Eine andere Möglichkeit ist es, den Weg physisch abzusperren. Am östlichen Zugang steht ja bereits eine Drehschranke samt Schild, was ist am westlichen Zugang? Gibt es da auch eine Schranke oder ähnliches? Oder fängt Dein Grundstück erst an dem Poller (mit 8 Meter Breite??) in der Mitte an?

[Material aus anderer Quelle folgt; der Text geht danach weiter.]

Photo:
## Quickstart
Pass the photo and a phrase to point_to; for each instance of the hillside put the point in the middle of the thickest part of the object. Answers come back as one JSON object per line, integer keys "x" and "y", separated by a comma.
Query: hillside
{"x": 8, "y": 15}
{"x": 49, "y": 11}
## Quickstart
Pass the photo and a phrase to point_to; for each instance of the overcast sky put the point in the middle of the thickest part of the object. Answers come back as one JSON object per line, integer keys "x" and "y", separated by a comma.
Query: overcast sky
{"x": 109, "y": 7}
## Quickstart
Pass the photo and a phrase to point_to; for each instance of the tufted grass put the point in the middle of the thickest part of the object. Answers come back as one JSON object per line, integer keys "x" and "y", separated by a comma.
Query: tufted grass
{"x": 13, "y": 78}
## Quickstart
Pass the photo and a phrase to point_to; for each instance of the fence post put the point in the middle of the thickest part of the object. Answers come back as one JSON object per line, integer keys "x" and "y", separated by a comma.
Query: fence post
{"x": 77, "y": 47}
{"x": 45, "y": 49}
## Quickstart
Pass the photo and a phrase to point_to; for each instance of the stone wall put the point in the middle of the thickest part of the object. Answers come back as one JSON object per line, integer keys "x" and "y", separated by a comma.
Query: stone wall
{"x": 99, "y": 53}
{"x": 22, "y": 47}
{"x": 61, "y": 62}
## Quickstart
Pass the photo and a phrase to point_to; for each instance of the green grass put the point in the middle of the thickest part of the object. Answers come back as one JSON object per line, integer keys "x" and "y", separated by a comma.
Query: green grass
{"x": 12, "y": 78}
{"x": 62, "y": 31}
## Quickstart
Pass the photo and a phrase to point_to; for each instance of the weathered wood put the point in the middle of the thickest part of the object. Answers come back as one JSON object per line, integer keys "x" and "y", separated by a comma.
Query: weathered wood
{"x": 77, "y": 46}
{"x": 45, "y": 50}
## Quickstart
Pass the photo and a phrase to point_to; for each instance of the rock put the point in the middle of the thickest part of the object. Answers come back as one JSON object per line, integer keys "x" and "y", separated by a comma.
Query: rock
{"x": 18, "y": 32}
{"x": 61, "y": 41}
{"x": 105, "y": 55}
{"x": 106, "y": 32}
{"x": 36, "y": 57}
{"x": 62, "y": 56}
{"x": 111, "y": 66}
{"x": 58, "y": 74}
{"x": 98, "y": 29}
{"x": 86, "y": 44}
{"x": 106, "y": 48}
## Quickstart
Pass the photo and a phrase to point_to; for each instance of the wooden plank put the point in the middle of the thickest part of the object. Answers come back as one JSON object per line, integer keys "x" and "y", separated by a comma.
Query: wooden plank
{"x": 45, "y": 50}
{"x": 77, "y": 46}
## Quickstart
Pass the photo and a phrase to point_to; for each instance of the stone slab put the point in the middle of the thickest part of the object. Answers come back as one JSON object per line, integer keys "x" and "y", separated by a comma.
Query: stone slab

Am westlichen Zugang sieht das Gelände ja mehr nach Landwirtschaft (Wiese, Gestrüpp) aus als nach einem privaten Garten, da kann man sich schon vorstellen, dass Spaziergänger dort meinen “da wird schon keiner was dagegen haben, wenn wir diesen Feldweg nehmen”.

Ich dachte auch es sei unmissverständlich. Nun hab ich noch ein paar Anpassungen vorgenommen.

Am westlichen “Zugang” sind Rot-Weiße Poller einbetoniert. (Mehrere über die Grundstücksbreite)

Des weiteren besteht die Absperrung aus natürlichem Material, da mir Draht und Zaunartiges inkl. Poller beschädigt wurden/ werden (und ich immer auf dem Schaden sitzen bleibe)

Ein eindeutiges Hinweis-/ Verbotsschild ist dort auch vorhanden.